Para essa semana de estreia, foi escolhida uma obra de conhecimento geral do público e que se tornou base para muitos romances atuais. Romeu & Julieta, de William Shakespeare, foi escrita como peça teatral entre 1594 e 1595. Ao longo de mais de 400 anos foi encenada e reencenada no teatro, adaptada para TV e cinema e reescrita por vários autores tantas vezes que até perde-se as contas. Fato que contribui enormemente para isso é que os dois amantes desafortunados de Verona causam, em qualquer época, uma empatia genuína no público.

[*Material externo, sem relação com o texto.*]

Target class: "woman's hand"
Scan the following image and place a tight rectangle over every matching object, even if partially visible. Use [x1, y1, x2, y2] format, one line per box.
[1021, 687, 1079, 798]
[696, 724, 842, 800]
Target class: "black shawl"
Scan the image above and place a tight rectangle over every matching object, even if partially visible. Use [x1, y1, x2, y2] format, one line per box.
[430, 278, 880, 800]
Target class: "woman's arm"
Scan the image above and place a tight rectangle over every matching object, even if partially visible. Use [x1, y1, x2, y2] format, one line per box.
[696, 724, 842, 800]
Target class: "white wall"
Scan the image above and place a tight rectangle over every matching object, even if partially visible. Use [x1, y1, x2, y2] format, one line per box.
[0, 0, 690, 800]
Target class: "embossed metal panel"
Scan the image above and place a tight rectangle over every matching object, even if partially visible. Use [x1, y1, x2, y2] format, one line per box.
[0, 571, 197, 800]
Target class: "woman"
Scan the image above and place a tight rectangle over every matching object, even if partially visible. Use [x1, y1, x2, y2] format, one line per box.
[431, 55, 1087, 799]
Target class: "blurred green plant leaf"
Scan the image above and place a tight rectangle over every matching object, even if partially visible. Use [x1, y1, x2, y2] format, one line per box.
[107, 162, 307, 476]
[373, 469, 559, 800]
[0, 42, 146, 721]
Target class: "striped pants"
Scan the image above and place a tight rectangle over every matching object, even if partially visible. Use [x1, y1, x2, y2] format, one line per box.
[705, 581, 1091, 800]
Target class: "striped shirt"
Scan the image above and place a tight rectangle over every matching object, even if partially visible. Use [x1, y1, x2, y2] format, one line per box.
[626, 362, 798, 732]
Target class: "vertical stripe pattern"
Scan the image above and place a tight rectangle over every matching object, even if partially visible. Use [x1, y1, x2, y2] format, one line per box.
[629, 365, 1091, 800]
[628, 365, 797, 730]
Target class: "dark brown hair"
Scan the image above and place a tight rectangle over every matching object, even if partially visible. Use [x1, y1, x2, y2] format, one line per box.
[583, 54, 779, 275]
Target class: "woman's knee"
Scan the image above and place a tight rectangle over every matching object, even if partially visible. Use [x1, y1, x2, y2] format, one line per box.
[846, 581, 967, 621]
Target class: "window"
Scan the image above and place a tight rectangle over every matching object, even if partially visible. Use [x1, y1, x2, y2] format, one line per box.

O enredo gira em torno dos dois jovens amantes, que se apaixonam perdidamente e juram amor eterno, apesar de suas famílias serem inimigas conhecidas em Verona. O prólogo da peça já nos conta o que acontecerá, sem deixar o mistério até o final. Não que isso nos impeça de torcer até o último momento. É no prólogo também que aparece a expressão que marcará o encontro dos dois jovens através dos tempos: star-crossed (marcados pelo destino, em livre tradução), que optei por manter no original pelo fato de não ter encontrado nas traduções da obra um equivalente à altura e que combine poesia e sentido tão bem quanto a original. O fato de serem “star-crossed” é justamente o que dá a autorização para a revelação feita no prólogo. Eles estão apenas cumprindo o destino, não há como lutar contra.

Na bela Verona, onde situamos nossa cena, duas famílias iguais na dignidade, levadas por antigos rancores, desencadeiam novos distúrbios, nos quais sangue civil finge mãos cidadãs.
Da entranha fatal desses dois inimigos ganharam vida, sob adversa estrela, dois amantes, cuja desventura e postando fim enterram, com sua morte, a constante sanha de seus pais.
Os terríveis momentos de seu amor mortal e a obstinação do ódio das famílias, que somente a morte de seus filhos pôde acalmar, serão, durante duas horas, o assunto de nossa representação.
Se a escutardes com atenção benévola, procuraremos remir-nos com nosso zelo das faltas que houver.

Para quem nunca reparou, toda a história se passa num curtíssimo espaço de tempo. Do momento que Romeu vê Julieta na festa até o trágico fim entre eles, passou-se menos de uma semana. Assim como, quando chamamos os dois de jovens, não estamos falando sequer dos dezessete anos. Julieta tem apenas treze anos na peça. Vale lembrar que a peça foi escrita durante o período elizabetano, século XVI, onde as mulheres se casavam depois de terem sua primeira menstruação.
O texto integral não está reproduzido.